TurboVLA:1GB未満のVRAMでリアルタイム動作するVLAモデル
導入
視覚・言語・行動を結びつけるVLAモデルは、ロボット操作の重要な研究領域になっている。一方で、多くのモデルは大規模言語モデルを中心に据え、視覚情報をいったんLLMの表現空間に投影してからロボットの行動へ変換する。このV→L→A型の設計は有効だが、ポリシーを呼び出すたびに大きな計算量とメモリ消費を伴う。
TurboVLAは、この前提を変えようとするモデルだ。LLMを知覚と行動の中心的な仲介役にするのではなく、視覚情報と言語指示を直接組み合わせ、行動を予測するV+L→Aの形に再定式化している。
核心ポイント
- LLM中心からの転換:従来型のV→L→Aではなく、視覚特徴と言語特徴からタスク条件付きの行動表現を直接構築する。

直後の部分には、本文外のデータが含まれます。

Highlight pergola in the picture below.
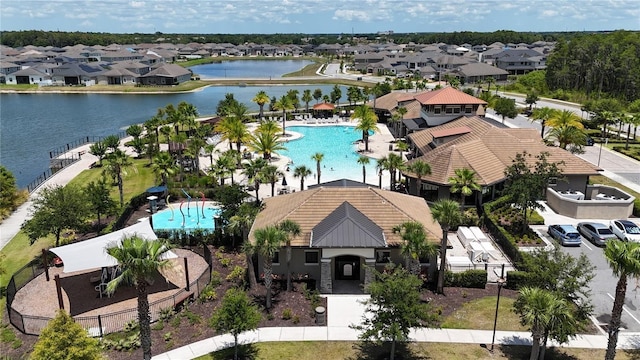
[313,102,336,117]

- 軽量な構成:視覚観測と言語指示を独立にエンコードし、軽量な双方向の視覚・言語インタラクションで情報を交換する。
- コンパクトな行動予測:最後に小型のデコーダを用いて、連続的な行動チャンクを予測する。
- 低いリソース要件:論文によれば、モデル規模は0.2Bパラメータで、RTX 4090上の推論VRAMは0.9GB、遅延は31.2msとなっている。
- LIBEROでの結果:LIBEROベンチマークでは平均成功率97.7%を達成し、より大きなVLAポリシーに匹敵または上回るとされている。
意義と影響
TurboVLAの重要性は、単に小型で高速という点にとどまらない。ロボット制御において、本当に大規模言語モデルを中心インターフェースとして使う必要があるのか、という問いを投げかけている。多くの操作タスクでは、現在の視覚状態と自然言語指示に基づいて、適切な連続行動を生成できればよい。その目的に対しては、視覚と言語を直接相互作用させる専用設計のほうが効率的な場合がある。
これは実用面でも大きい。ロボットの制御ループには低遅延と安定した推論が求められ、利用できるGPUメモリや計算資源は常に潤沢とは限らない。消費者向けGPU上で1GB未満のVRAMに収まり、リアルタイム級の制御周波数を実現できるなら、研究と導入のハードルは下がる。
ただし、今回の素材で確認できる主な評価はLIBERO上の結果であり、実機ロボットや長期タスク、多様な環境での検証は今後の重要な課題となる。それでもTurboVLAは、VLAの発展が必ずしもLLM中心の大型化だけではないことを示す、興味深い方向性を提示している。